Kebijakan Baru Larangan Tantiem untuk Komisaris BUMN
Pemerintah Indonesia kini memberlakukan kebijakan baru yang melarang pemberian tantiem bagi para komisaris BUMN dan anak usaha mereka. Keputusan ini diambil sebagai bagian dari upaya membenahi kinerja dan tata kelola perusahaan pelat merah agar lebih transparan, efisien, dan berorientasi pada kepentingan publik.
Menurut Menteri Sekretaris Negara (Mensesneg) dan Juru Bicara Presiden RI, Prasetyo Hadi, larangan ini merupakan langkah penting dalam rangka memperbaiki sumber daya manusia (SDM), manajemen, dan keuangan BUMN. “Kita ingin membenahi BUMN karena mereka menjadi tulang punggung ekonomi nasional,” ujarnya dalam pernyataannya.
Prasetyo menegaskan bahwa tugas utama komisaris adalah memperbaiki kinerja BUMN, bukan mencari keuntungan tambahan seperti tantiem. “Jadi tidak ada masalah jika komisaris tidak mendapatkan tantiem. Semangatnya adalah memberikan tugas untuk memperbaiki BUMN,” jelasnya.
Keputusan ini diumumkan oleh CEO Danantara Rosan P Roeslani kepada jajaran komisaris BUMN dan anak usaha mereka. Kebijakan tersebut tertuang dalam Surat S-063/DI-BP/VII/2025, yang akan diterapkan pada tahun buku 2025. Dalam surat tersebut, disebutkan bahwa penyesuaian tantiem merupakan bagian dari reformasi kebijakan terkait skema kompensasi, insentif, dan penghasilan bagi direksi dan dewan komisaris BUMN serta anak usaha.

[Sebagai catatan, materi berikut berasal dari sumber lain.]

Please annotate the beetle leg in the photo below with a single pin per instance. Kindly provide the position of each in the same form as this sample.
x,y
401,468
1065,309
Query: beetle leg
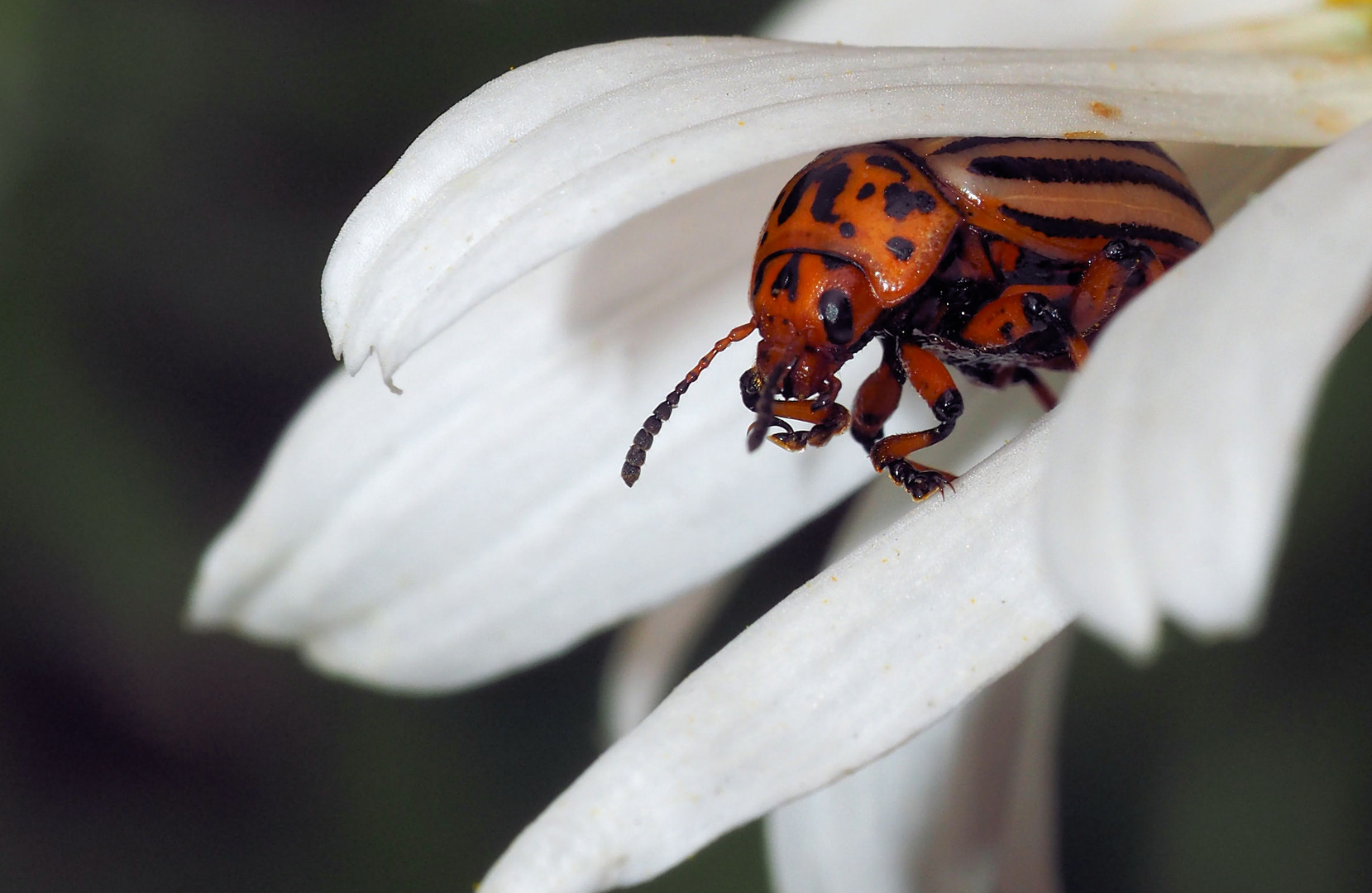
x,y
1121,269
826,423
932,382
878,397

Rosan menjelaskan bahwa insentif bagi direksi kini harus sepenuhnya berbasis pada kinerja operasional dan laporan keuangan perusahaan. “Tantiem bagi komisaris tidak lagi diperkenankan, sejalan dengan prinsip praktik terbaik global yang menyatakan bahwa posisi komisaris tidak menerima kompensasi berbasis kinerja perusahaan,” katanya.
Penataan ini dilakukan sebagai bagian dari pembenahan menyeluruh terhadap cara negara memberi insentif. Tujuannya adalah memastikan bahwa setiap penghargaan, terutama di jajaran dewan komisaris, sejalan dengan kontribusi dan dampak nyatanya terhadap tata kelola BUMN.

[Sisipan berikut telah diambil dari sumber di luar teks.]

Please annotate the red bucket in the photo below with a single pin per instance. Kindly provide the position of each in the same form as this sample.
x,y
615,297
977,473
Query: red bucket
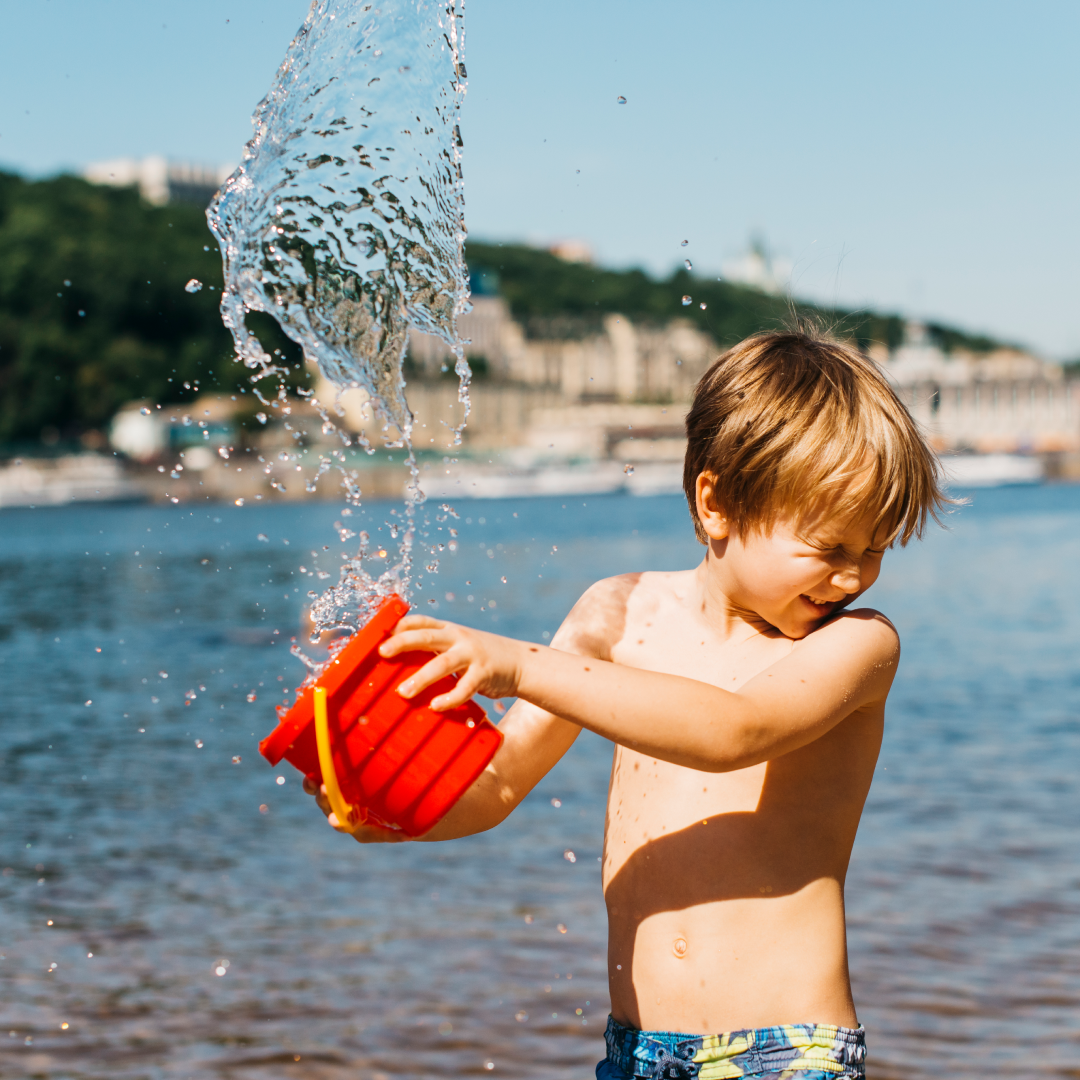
x,y
394,760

Meski begitu, Rosan menegaskan bahwa kebijakan ini bukan bentuk pemangkasan honorarium. “Ini adalah penyelarasan struktur remunerasi agar sesuai dengan praktik tata kelola perusahaan terbaik global (good corporate governance),” ujarnya.

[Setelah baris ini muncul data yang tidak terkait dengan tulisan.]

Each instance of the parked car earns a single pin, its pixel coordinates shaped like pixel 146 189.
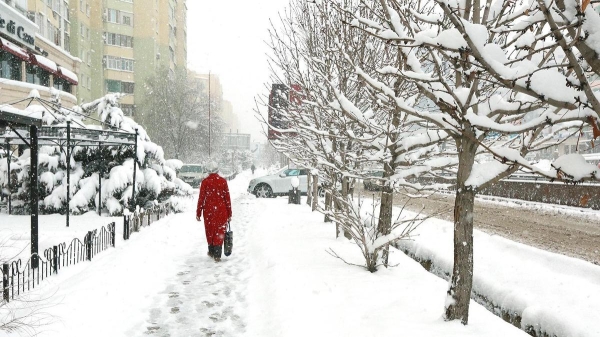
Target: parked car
pixel 278 183
pixel 373 184
pixel 192 174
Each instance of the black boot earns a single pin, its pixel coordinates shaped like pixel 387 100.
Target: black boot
pixel 217 253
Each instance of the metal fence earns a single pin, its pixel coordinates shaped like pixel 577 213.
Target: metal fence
pixel 132 222
pixel 18 278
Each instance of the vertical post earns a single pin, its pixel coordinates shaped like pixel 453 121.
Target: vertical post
pixel 55 259
pixel 8 157
pixel 68 171
pixel 134 172
pixel 125 227
pixel 33 185
pixel 100 191
pixel 113 234
pixel 88 243
pixel 5 293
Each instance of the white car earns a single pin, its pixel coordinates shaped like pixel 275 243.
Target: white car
pixel 192 174
pixel 278 183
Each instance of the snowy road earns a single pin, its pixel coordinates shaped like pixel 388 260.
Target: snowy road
pixel 565 230
pixel 205 298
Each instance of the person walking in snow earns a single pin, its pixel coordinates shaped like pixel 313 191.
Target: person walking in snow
pixel 214 201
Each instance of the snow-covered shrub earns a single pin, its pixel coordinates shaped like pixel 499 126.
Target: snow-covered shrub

Struktur baru ini mengadopsi praktik terbaik global yang menetapkan sistem pendapatan tetap dan tidak mengenal kompensasi variabel berbasis laba untuk posisi komisaris. Prinsip serupa juga tercantum dalam OECD Guidelines on Corporate Governance of State-Owned Enterprises, yang menekankan pentingnya pendapatan tetap untuk menjaga independensi pengawasan.
“Komisaris akan tetap menerima pendapatan bulanan tetap yang layak sesuai dengan tanggung jawab dan kontribusinya,” tegas Rosan. Penyesuaian tantiem juga dirancang sebagai fondasi untuk meninjau ulang keseluruhan sistem remunerasi di BUMN.
Dengan kebijakan ini, Danantara berharap dapat meningkatkan kualitas tata kelola BUMN, sehingga mampu memberikan nilai tambah yang signifikan bagi perekonomian nasional. “Efisiensi bukan berarti mengurangi kualitas, dan reformasi bukan berarti instan. Tapi jika negara ingin dipercaya mengelola investasi, maka kita harus mulai dari dalam, dari cara kita menghargai kontribusi,” tambah Rosan.